Chapter 12 of the Bankruptcy Code, 11 U.S.C. § 101, at 1201, et seq., was enacted to provide a particular form of reorganization for those classified by the statute as family farmers. A “family farmer” is defined in 11 U.S.C. § 101(17) as follows:
“(A) Individual or individual and spouse engaged in a farming operation whose aggregate debts do not exceed $1,500,-*1013000.00 and not less than 80% of whose aggregate non-contingent, liquidated debts (excluding a debt for the principal residence of such individual or such individual and spouse unless such debt arises out of a farming operation), on the date the case is filed, arise out of a farming operation owned or operated by such individual or such individual and spouse, and such individual or such individual and spouse receive from such farming operation more than 50% of such individual’s or such individual and spouse’s gross income for the taxable year preceding the taxable year in which the case concerning such individual or such individual and spouse was filed;” (emphasis added).
This language, although not a model of clarity, seems to establish three prerequisites for obtaining relief as a family farmer: (1) aggregate debts may not exceed $1,500,000.00; (2) 80% of the aggregate non-contingent liquidated debts (excluding a debt for the principal residence unless “such debt arises out of a farming operation”) arise out of a farming operation; and (8) more than 50% of gross income for the year preceding the filing is received from a farming operation. The Reiners contend, however, that the parenthetical language excluding debt for a principal residence applies to the $1.5 million aggregate limitation as well as to the 80% farm-related debt criterion. We disagree. Had Congress intended the parenthetical exclusion of the debt for a principal residence to modify the $1.5 million limitation on aggregate debt, the legislators would have placed that parenthetical after the first reference to “aggregate debts” in the statutory provision. Congress did not do so. Moreover, the parenthetical appears as part of a series of phrases modifying the 80% farm-related debt criterion as follows: debts making up at least 80% of the $1.5 million aggregate debt must be (1) noncontingent; (2) liquidated; (3) must qualify by the parenthetical exclusion of debt for a principal residence; (4) must be in existence on the date the case is filed; and (5) must arise out of a farming operation of the debtor or debtor and spouse. We cannot wrench the parenthetical out of this series without at the same time having to revise the meaning of the entire preceding portion of the sentence. Finally, this subsection separates itself neatly and with grammatical correctness into its three parts by means of two conjunctive “and” ’s under-lined in the statutory language. This symmetry would be destroyed if the parenthetical phrase were brought into the $1.5 million aggregate debt limit.

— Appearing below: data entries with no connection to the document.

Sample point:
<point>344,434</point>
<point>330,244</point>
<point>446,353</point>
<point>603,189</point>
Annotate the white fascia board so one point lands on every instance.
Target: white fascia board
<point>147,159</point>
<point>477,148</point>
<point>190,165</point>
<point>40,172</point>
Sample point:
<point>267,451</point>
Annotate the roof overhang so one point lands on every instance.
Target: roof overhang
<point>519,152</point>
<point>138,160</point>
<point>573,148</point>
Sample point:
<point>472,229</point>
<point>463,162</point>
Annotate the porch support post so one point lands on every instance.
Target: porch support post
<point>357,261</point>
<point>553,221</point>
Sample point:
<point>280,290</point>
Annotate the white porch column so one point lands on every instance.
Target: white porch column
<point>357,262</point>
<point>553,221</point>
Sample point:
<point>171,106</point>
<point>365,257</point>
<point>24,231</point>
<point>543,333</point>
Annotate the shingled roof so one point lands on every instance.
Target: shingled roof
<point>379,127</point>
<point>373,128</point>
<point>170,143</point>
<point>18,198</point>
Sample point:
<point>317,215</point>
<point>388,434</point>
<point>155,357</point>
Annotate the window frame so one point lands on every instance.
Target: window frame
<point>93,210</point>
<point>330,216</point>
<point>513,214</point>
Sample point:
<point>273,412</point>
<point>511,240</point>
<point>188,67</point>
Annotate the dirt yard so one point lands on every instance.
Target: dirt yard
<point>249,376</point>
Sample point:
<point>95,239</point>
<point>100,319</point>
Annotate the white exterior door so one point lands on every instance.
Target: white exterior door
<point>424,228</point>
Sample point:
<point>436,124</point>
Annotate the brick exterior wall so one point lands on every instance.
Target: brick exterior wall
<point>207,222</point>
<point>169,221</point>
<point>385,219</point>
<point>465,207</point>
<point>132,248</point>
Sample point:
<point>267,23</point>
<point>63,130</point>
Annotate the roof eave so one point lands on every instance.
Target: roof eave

The parties have cited no legislative history, and we have found none, indicating that Congress intended to define an individual family farmer in a way different than the ordinary language of the statute suggests. Our conclusion is the same as that reached in regard to identical language defining a “corporate” family farmer in In re Henderson Ranches, 75 B.R. 225 (Bkrtcy D.Ida.1987).
Because it is undisputed that the aggregate debt reflected on the face of the Rein-ers’ petition was greater than $1.5 million, they do not qualify for relief as “family farmers” and
The judgment of the district court must be AFFIRMED.